Gram-positive bacteria of the Streptomyces genus have important biotechnological uses. The genus is responsible for the biosynthesis of a huge variety of secondary metabolites, including several highly relevant pharmaceuticals such as antibiotics, anticancer, and anti-obesity drugs. Since S. griseus was first used to manufacture the antibiotic streptomycin in industrial settings, the use of Streptomyces strains for the industrial-scale production of important chemicals has been well-established.

The genus presents a number of obstacles for biotechnological applications, and production strains frequently go through multiple rounds of strain development to attain acceptable titers of the target chemicals. In the past, fortunate methods like random mutagenesis were frequently used to optimize the producer strains.

Multiomics investigations of the metabolism of Streptomyces species allow for the rational optimization of this genus by rewiring the metabolism. Consider merging metabolomics and transcriptomics in a multiomics strategy. Another effective tactic utilized recently in Streptomyces to increase secondary metabolite titre is fine-tuning the expression of sugar-uptake systems.

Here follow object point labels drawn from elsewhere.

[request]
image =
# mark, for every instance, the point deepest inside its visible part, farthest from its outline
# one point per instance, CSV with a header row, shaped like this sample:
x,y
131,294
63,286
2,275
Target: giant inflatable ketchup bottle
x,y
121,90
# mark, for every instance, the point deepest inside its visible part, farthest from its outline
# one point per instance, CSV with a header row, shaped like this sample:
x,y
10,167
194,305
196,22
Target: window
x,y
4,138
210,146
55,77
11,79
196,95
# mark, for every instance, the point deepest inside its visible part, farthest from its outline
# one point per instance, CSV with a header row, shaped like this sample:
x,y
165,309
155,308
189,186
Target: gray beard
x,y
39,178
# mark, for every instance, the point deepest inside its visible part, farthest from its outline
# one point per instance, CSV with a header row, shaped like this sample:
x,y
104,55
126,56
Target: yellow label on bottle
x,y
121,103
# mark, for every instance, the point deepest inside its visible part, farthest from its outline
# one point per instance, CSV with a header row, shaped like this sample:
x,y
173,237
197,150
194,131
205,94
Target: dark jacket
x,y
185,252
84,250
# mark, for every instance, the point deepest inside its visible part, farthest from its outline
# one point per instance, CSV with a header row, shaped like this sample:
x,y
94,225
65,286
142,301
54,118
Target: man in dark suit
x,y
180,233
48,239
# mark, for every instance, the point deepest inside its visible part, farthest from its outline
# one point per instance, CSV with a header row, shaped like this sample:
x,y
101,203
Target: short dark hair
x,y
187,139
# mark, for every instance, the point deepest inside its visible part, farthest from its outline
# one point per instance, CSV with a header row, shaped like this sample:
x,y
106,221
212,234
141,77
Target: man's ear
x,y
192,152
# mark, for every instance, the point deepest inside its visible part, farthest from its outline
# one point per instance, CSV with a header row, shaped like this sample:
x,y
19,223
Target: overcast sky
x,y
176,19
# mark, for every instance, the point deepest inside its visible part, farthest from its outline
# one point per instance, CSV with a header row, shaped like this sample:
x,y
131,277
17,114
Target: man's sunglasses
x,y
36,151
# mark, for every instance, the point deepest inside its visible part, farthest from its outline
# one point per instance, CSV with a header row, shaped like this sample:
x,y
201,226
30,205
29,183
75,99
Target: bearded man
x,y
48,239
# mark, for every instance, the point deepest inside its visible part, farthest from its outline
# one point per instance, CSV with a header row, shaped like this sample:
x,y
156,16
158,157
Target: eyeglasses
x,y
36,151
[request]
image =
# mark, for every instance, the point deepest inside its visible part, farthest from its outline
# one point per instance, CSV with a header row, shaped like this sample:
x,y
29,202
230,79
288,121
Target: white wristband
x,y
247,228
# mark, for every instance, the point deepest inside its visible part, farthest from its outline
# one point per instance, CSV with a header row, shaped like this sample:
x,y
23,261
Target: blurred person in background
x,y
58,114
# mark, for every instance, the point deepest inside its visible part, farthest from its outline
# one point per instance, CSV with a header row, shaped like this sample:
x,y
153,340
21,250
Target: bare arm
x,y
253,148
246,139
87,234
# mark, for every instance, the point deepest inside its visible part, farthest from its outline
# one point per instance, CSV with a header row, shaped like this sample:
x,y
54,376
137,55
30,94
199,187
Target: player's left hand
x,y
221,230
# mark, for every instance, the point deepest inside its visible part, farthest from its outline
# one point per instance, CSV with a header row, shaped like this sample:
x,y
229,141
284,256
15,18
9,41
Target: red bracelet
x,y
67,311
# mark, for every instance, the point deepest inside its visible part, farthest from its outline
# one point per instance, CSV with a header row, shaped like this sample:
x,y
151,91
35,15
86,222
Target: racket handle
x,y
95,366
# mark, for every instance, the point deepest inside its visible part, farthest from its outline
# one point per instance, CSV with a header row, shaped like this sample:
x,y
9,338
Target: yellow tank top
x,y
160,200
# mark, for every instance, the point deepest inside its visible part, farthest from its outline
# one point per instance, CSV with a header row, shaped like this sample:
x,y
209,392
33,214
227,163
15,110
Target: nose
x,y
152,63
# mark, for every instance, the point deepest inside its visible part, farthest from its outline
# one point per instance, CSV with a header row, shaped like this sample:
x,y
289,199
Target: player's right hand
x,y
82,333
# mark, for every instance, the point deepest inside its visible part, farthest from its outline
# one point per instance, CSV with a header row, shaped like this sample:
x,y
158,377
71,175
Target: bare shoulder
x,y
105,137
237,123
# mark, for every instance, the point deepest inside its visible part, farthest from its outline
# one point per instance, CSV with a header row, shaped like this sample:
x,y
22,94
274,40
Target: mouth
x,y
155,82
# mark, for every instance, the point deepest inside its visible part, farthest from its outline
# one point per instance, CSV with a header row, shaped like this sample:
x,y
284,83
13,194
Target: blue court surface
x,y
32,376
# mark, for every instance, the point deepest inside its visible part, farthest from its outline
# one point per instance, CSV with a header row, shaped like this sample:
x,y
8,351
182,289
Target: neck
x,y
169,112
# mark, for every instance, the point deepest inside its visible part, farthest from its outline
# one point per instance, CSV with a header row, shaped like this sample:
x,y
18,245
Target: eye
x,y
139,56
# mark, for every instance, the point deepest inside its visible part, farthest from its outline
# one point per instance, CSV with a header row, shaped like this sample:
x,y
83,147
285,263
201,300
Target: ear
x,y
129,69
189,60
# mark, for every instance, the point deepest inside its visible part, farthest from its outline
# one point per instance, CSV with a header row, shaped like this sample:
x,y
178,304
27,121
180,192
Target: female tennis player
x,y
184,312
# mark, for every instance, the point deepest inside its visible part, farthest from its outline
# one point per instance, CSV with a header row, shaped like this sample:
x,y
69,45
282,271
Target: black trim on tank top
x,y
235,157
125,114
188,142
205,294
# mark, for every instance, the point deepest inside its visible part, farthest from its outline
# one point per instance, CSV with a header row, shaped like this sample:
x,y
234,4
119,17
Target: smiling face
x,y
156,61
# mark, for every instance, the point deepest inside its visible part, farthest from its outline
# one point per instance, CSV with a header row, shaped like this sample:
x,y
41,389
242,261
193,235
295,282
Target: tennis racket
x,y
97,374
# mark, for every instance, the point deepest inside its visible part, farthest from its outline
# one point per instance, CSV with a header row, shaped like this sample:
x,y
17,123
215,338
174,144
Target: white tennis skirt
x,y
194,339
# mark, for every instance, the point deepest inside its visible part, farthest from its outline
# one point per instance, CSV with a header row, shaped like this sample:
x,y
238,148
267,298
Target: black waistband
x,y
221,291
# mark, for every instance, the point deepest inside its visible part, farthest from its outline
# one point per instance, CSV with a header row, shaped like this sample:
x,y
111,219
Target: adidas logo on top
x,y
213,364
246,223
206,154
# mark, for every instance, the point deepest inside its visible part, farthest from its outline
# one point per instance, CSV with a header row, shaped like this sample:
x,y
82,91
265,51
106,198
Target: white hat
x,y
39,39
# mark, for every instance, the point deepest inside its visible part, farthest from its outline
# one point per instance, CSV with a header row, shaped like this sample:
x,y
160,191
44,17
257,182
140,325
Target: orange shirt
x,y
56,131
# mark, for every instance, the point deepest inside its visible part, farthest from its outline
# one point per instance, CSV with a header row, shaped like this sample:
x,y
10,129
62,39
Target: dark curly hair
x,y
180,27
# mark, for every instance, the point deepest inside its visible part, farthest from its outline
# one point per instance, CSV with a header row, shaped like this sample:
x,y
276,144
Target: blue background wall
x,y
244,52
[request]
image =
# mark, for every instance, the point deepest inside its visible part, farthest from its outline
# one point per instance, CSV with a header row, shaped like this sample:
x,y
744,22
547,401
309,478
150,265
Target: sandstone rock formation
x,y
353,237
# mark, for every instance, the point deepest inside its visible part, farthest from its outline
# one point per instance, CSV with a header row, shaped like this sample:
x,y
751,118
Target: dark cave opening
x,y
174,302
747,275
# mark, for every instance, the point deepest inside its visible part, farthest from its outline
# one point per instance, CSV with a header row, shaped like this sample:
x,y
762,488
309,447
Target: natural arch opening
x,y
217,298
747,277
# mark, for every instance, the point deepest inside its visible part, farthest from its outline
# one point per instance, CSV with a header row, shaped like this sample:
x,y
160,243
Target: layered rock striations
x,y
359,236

The identification of two sugar-uptake systems called Transition Protein-2 (TP2) and Transition Protein-5 (TP5) in S.bingchenggensis, whose expression is connected with the generation of milbemycin, was made possible by the analysis of genomes and transcriptomics data. The same study made it possible to identify a number of native temporal promoters in this species, each with a distinct strength.

The genus Streptomyces has been a vital source of important therapeutic medicines and other bioactive compounds ever since the discovery of antibiotics. Despite ongoing efforts to identify and characterize new compounds with potential as pharmaceuticals, Streptomyces species' complex life cycles, multicellular makeup, and problematic genetics make large-scale biotechnological production of these compounds tough.

Streptomyces is the largest antibiotic-producing genus, producing antibacterial, antifungal, and anti-parasitic medicines, and also a wide range of other bioactive chemicals, such as immunosuppressants. Virtually all of Streptomyces' bioactive substances are started at the same time that the aerial hyphal development from the substrate mycelium is taking place.